I have strange behaviour of data.table and %in% operator. I am loading data.table with Russian letters in utf-8 header.
d = fread(filename, sep="\t", encoding="UTF-8", verbose=TRUE)
bar=names(d)
bar
 [1] "Дата, Время"      "Состояние"        "Ia, A"            "Ib, A"            "Ic, A"           
 [6] "Дисб.I"           "акт.P,кВт"        "P, кВА"           "cos"              "Загр., %"        
[11] "Uвх.AB,В"         "Uвх.BC,В"         "Uвх.CA,В"         "Дисб. U, %"       "R, кОм"          
[16] "F Турб.вращ.,Гц"  "Приток,куб.м/cут" "Отбор,куб.м/cут"  "P, ат."           "Расход, куб.м/c" 
[21] "Tдвиг, °C"        "Tжид, °C"         "Pвыкид, ат."      "Tвыкид, °C"       "Вибр X/Y, м/с2"  
[26] "Вибр Z, м/с2"     "Pвыс.р, ат."      "Iутеч, мA"        "Tобм, °C"         "Акт.энерг,кВт"   
[31] "Реакт.энерг,кВАр" "Вход1,ед."        "Вход2,ед."        "Вход3,ед."        "Вход4,ед."       
[36] "Вход5,ед."        "Вход6,ед."        "Вход7,ед."        "Вход8,ед."        "Статусн.сообщ."
I have one of values hardcoded in code
foo="Uвх.AB,В"
And trying to do the following
if (foo %in bar) { ... } 
to the surprise
foo %in% bar
[1] FALSE
but
foo==bar
 [1] FALSE FALSE FALSE FALSE FALSE FALSE FALSE FALSE FALSE FALSE  TRUE FALSE FALSE FALSE FALSE FALSE
[17] FALSE FALSE FALSE FALSE FALSE FALSE FALSE FALSE FALSE FALSE FALSE FALSE FALSE FALSE FALSE FALSE
[33] FALSE FALSE FALSE FALSE FALSE FALSE FALSE FALSE
notice the TRUE on 11th position, the reason is in encoding
Encoding(foo)
[1] "UTF-8"
Encoding(bar)
 [1] "unknown" "unknown" "unknown" "unknown" "unknown" "unknown" "unknown" "unknown" "unknown"
[10] "unknown" "unknown" "unknown" "unknown" "unknown" "unknown" "unknown" "unknown" "unknown"
[19] "unknown" "unknown" "unknown" "unknown" "unknown" "unknown" "unknown" "unknown" "unknown"
[28] "unknown" "unknown" "unknown" "unknown" "unknown" "unknown" "unknown" "unknown" "unknown"

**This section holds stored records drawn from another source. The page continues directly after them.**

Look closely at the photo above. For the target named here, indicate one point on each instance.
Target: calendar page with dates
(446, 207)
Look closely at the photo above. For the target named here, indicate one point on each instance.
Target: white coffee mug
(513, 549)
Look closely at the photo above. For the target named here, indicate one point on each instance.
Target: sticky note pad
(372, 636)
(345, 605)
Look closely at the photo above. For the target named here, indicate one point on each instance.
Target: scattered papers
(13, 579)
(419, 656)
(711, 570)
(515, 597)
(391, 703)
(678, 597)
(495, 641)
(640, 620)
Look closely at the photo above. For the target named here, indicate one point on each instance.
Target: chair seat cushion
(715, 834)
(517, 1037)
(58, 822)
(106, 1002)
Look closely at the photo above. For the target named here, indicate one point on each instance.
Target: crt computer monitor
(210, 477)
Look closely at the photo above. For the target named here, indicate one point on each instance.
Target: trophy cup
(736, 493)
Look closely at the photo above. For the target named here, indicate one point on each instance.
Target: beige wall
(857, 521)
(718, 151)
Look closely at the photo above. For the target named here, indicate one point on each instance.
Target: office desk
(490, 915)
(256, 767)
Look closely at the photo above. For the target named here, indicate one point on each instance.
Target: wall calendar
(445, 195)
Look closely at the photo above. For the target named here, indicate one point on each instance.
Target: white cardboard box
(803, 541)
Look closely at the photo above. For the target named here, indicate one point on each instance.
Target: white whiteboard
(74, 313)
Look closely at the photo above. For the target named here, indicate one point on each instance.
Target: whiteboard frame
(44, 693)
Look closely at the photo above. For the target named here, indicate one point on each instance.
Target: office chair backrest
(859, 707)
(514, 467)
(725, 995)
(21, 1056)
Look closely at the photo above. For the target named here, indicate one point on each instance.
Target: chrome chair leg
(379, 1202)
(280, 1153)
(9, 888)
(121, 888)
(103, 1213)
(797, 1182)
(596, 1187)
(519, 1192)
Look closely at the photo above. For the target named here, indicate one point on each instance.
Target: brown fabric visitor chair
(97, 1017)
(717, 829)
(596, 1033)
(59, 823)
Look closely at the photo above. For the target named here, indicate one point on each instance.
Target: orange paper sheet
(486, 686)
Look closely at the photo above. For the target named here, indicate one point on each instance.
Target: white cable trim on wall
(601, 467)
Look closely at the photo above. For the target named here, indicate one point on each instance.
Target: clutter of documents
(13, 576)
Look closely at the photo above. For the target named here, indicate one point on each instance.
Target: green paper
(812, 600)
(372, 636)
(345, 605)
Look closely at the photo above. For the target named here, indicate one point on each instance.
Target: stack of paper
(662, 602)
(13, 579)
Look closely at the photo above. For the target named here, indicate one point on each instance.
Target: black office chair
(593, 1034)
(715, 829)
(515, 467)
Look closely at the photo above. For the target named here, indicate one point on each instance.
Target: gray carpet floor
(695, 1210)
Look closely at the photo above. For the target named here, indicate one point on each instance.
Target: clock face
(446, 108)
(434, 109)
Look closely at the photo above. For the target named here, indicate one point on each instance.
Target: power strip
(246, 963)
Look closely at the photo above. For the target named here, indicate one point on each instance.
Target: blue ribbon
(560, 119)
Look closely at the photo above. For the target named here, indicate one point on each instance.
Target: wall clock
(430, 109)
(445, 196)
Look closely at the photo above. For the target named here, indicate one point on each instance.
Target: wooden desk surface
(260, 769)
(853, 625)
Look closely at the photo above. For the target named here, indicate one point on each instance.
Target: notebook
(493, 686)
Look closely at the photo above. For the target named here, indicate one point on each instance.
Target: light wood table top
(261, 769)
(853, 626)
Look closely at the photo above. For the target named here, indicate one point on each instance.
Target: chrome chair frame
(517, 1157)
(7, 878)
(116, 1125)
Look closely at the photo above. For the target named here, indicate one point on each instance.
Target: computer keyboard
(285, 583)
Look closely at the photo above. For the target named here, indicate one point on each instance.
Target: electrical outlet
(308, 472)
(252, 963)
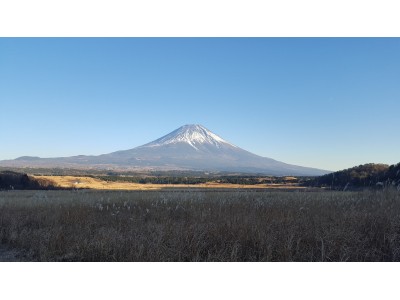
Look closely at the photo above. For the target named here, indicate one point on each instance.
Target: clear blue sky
(321, 102)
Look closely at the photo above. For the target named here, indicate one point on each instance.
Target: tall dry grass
(184, 225)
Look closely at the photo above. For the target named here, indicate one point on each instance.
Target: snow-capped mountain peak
(194, 135)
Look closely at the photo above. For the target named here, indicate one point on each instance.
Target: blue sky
(329, 103)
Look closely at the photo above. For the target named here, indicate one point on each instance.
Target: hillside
(18, 181)
(188, 148)
(368, 175)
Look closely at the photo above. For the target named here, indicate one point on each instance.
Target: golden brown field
(97, 184)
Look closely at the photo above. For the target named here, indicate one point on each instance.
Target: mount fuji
(190, 147)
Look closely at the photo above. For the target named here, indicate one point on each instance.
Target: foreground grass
(184, 225)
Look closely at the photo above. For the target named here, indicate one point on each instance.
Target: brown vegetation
(208, 225)
(82, 182)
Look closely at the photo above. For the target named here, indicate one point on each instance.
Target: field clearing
(202, 225)
(97, 184)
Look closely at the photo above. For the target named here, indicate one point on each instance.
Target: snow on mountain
(190, 147)
(192, 135)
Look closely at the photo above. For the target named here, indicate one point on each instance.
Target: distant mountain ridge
(367, 175)
(190, 147)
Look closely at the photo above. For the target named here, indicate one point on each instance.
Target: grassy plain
(82, 182)
(202, 225)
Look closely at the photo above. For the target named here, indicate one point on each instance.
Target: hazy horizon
(328, 103)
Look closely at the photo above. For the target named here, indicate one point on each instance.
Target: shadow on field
(199, 225)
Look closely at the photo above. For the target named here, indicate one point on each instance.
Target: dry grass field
(202, 225)
(81, 182)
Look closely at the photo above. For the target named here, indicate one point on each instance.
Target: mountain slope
(190, 147)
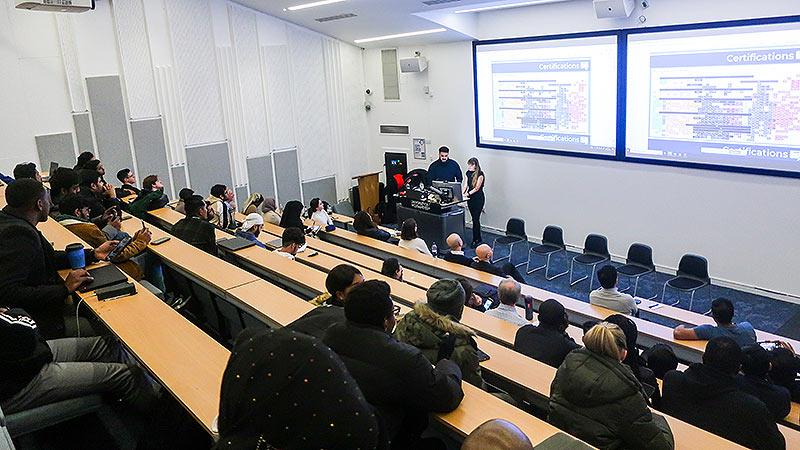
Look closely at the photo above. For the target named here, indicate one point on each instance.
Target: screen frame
(622, 98)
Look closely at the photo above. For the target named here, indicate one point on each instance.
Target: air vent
(395, 129)
(337, 17)
(439, 2)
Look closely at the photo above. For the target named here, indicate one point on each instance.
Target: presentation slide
(553, 95)
(727, 96)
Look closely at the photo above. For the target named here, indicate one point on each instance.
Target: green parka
(598, 400)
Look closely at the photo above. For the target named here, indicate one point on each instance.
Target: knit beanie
(446, 297)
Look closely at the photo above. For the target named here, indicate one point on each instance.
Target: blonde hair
(605, 339)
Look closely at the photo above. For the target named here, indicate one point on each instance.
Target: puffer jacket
(426, 329)
(598, 400)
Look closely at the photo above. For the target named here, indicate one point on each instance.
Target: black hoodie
(710, 399)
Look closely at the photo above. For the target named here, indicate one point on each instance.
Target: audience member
(221, 199)
(339, 282)
(292, 241)
(395, 377)
(509, 293)
(317, 213)
(29, 266)
(497, 434)
(252, 203)
(195, 227)
(633, 360)
(128, 186)
(483, 262)
(597, 399)
(608, 296)
(430, 324)
(251, 228)
(27, 170)
(409, 238)
(291, 215)
(270, 211)
(722, 313)
(706, 395)
(392, 268)
(289, 391)
(755, 380)
(35, 372)
(456, 253)
(547, 342)
(363, 224)
(183, 195)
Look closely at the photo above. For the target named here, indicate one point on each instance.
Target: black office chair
(515, 233)
(692, 275)
(595, 251)
(638, 264)
(552, 242)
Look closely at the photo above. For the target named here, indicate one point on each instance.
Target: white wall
(746, 225)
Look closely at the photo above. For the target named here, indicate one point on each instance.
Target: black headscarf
(291, 215)
(288, 391)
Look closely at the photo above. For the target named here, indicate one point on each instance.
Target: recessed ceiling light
(312, 4)
(401, 35)
(509, 5)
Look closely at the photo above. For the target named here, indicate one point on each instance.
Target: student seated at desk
(722, 313)
(456, 253)
(291, 241)
(35, 372)
(429, 325)
(29, 265)
(409, 238)
(339, 282)
(706, 395)
(195, 228)
(596, 398)
(509, 293)
(364, 226)
(395, 377)
(608, 296)
(483, 262)
(547, 342)
(284, 390)
(251, 228)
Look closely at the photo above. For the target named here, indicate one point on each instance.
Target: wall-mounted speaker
(613, 9)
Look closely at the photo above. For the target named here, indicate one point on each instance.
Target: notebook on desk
(104, 276)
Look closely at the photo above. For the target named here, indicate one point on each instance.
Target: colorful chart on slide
(727, 107)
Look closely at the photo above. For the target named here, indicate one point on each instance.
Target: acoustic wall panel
(260, 174)
(83, 131)
(110, 122)
(55, 147)
(208, 165)
(288, 176)
(179, 178)
(134, 51)
(279, 96)
(324, 188)
(193, 48)
(151, 152)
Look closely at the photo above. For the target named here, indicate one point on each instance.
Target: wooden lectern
(368, 190)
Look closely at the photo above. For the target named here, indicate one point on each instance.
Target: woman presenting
(474, 190)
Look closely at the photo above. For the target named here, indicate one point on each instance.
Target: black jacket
(29, 273)
(458, 259)
(395, 377)
(317, 321)
(711, 400)
(197, 232)
(544, 344)
(22, 354)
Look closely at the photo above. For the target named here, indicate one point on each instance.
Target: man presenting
(444, 169)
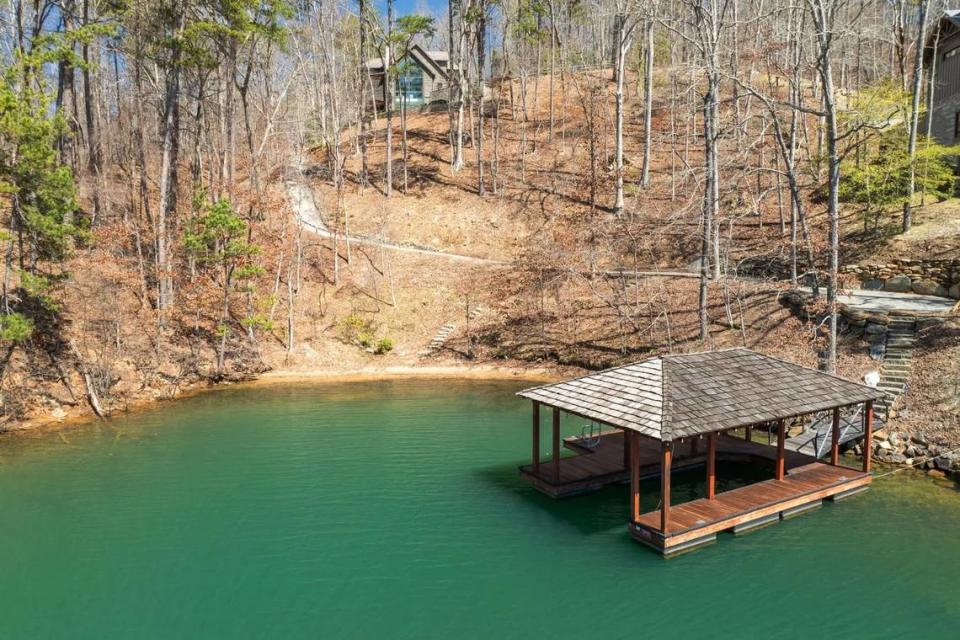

[37] "unknown" "unknown" "unknown" “unknown"
On data.table behalf it is just a bit strange because I’ve asked encoding="UTF-8” on fread. On the other hand %in% aka match behaviour difference with == is also very strange.
I sense the wrongness of the universe, could somebody explain me why is %in% acts in so strange way with encodings and what is correct way of using it?